# TIP Crawlee Runtime

## Decision

TIP standardizes on Crawlee as the crawler runtime.

- Production TypeScript path: `packages/scraper` with `apify/crawlee` and Playwright.
- Optional Python worker path: `packages/crawlee-python` with `apify/crawlee-python`.

## TypeScript Core

The TypeScript scraper remains the canonical production path because TIP already
uses it for DB writes, price observations, stock observations, image verification
and detail verification.

Useful FS.com commands:

```bash
pnpm -C packages/scraper run scrape:fs:db-detail
pnpm -C packages/scraper run scrape:fs:url-discovery
```

Erik safety defaults:

- keep FS.com at browser concurrency `1`
- use bounded run caps
- treat no-text and max-retry URLs as retry/classification classes
- keep Crawlee storage isolated with `makeCrawleeConfig(...)`

## Python Worker

The Python worker is optional and should run first on Pi/Proxmox/residential
nodes.
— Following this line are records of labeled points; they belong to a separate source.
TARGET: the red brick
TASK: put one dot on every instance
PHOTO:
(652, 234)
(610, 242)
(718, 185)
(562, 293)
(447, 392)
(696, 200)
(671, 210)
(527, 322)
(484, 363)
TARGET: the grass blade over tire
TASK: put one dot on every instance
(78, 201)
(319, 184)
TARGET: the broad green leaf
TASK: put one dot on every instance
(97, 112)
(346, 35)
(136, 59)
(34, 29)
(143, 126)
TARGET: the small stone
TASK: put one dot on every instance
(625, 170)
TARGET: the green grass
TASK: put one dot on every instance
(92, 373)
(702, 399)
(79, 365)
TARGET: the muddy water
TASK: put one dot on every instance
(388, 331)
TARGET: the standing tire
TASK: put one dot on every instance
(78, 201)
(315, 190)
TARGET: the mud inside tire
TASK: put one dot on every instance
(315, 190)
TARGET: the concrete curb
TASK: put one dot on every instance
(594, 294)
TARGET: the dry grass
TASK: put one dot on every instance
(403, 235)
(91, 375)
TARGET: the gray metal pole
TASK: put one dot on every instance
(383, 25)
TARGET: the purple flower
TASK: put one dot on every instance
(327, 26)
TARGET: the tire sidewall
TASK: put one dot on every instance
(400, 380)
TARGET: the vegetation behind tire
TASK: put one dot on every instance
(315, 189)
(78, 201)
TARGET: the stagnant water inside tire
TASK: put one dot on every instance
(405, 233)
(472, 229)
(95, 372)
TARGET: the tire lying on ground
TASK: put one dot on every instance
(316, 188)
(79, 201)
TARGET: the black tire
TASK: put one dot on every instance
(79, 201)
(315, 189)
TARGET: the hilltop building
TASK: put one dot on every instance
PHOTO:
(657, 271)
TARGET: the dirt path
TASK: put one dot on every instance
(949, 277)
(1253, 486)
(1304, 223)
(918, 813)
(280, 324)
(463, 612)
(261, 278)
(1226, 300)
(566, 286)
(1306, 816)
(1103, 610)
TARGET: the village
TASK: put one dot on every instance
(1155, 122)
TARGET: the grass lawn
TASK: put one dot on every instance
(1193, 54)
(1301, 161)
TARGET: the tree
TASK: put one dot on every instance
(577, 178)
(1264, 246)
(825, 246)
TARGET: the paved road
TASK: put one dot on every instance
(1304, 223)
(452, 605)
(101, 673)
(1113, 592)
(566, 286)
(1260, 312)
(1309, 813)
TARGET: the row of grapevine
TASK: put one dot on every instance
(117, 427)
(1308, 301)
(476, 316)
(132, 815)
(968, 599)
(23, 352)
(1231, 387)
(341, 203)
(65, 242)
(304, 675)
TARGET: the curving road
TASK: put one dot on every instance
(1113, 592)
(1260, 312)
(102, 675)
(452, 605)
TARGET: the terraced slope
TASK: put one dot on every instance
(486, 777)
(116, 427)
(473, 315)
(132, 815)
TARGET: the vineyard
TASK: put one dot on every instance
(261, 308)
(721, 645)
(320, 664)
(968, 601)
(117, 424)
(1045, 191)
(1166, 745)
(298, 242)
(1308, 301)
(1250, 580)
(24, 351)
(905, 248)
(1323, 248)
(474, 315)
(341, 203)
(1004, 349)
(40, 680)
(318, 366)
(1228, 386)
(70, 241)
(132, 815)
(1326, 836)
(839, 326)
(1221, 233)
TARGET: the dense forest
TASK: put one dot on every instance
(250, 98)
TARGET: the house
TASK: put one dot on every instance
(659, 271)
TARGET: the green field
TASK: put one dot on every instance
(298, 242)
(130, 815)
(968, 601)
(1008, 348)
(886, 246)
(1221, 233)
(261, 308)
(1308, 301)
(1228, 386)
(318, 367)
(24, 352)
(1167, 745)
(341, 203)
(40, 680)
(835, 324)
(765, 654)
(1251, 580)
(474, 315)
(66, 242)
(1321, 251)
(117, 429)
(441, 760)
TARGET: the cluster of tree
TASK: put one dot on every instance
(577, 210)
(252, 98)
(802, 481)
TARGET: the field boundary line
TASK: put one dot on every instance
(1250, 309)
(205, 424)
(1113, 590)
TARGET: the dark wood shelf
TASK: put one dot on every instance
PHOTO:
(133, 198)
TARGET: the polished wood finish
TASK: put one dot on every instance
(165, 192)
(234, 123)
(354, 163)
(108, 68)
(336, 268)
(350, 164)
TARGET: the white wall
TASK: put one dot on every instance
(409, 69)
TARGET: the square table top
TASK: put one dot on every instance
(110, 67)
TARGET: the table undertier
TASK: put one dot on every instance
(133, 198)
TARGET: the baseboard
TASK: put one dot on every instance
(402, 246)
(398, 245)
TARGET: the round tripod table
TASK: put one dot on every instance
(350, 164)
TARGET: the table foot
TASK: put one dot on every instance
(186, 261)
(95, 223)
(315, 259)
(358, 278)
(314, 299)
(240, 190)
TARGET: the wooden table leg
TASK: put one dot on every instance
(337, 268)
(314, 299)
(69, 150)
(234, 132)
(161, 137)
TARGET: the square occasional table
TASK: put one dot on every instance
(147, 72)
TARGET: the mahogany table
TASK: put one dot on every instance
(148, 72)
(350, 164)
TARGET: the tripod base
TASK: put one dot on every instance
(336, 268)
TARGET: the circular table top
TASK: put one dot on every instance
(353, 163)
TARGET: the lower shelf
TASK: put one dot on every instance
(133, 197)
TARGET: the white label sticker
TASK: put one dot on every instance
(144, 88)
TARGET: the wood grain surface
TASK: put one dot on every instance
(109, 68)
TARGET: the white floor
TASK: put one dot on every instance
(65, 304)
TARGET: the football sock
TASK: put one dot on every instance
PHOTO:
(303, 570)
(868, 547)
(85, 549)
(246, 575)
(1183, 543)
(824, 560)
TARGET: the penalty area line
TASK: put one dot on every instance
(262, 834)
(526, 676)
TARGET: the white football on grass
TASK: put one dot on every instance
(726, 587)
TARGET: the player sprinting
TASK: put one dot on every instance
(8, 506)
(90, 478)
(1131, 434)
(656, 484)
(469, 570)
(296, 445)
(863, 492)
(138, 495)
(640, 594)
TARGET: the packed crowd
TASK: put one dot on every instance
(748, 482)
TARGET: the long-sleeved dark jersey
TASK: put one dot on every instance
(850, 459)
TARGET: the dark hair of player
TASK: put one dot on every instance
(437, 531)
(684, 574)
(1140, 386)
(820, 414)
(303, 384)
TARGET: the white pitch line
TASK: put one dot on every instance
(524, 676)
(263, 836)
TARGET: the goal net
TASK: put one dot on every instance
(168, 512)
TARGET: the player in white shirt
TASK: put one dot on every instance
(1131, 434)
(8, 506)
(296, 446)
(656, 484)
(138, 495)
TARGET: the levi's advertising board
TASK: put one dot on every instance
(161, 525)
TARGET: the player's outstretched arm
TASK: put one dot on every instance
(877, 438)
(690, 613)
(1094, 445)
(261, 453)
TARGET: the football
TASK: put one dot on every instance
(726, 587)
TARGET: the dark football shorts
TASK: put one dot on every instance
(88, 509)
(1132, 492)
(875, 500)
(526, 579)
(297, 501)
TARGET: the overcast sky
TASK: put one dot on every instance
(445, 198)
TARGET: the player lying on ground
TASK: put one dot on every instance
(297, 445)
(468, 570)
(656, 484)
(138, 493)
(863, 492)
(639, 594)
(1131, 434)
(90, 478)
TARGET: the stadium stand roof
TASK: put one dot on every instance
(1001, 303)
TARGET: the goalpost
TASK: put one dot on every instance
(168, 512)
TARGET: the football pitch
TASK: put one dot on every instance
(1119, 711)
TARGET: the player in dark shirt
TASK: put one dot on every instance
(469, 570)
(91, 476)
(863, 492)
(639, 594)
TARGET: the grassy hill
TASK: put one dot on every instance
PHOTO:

It writes JSONL evidence and does not write directly into TIP DB.

Install:

```bash
cd packages/crawlee-python
python3 -m venv .venv
. .venv/bin/activate
python -m pip install -U pip
python -m pip install -e ".[beautifulsoup]"
```

Smoke:

```bash
python -m tip_crawlee_worker \
  --mode beautifulsoup \
  --url https://crawlee.dev \
  --out /tmp/tip-crawlee-python-smoke.jsonl \
  --max-requests 1
```

## Training Pool

Every crawler result, failure class, parser lesson and runtime safety lesson
should be written to the TIPLLM training pool and synced through `sync/`.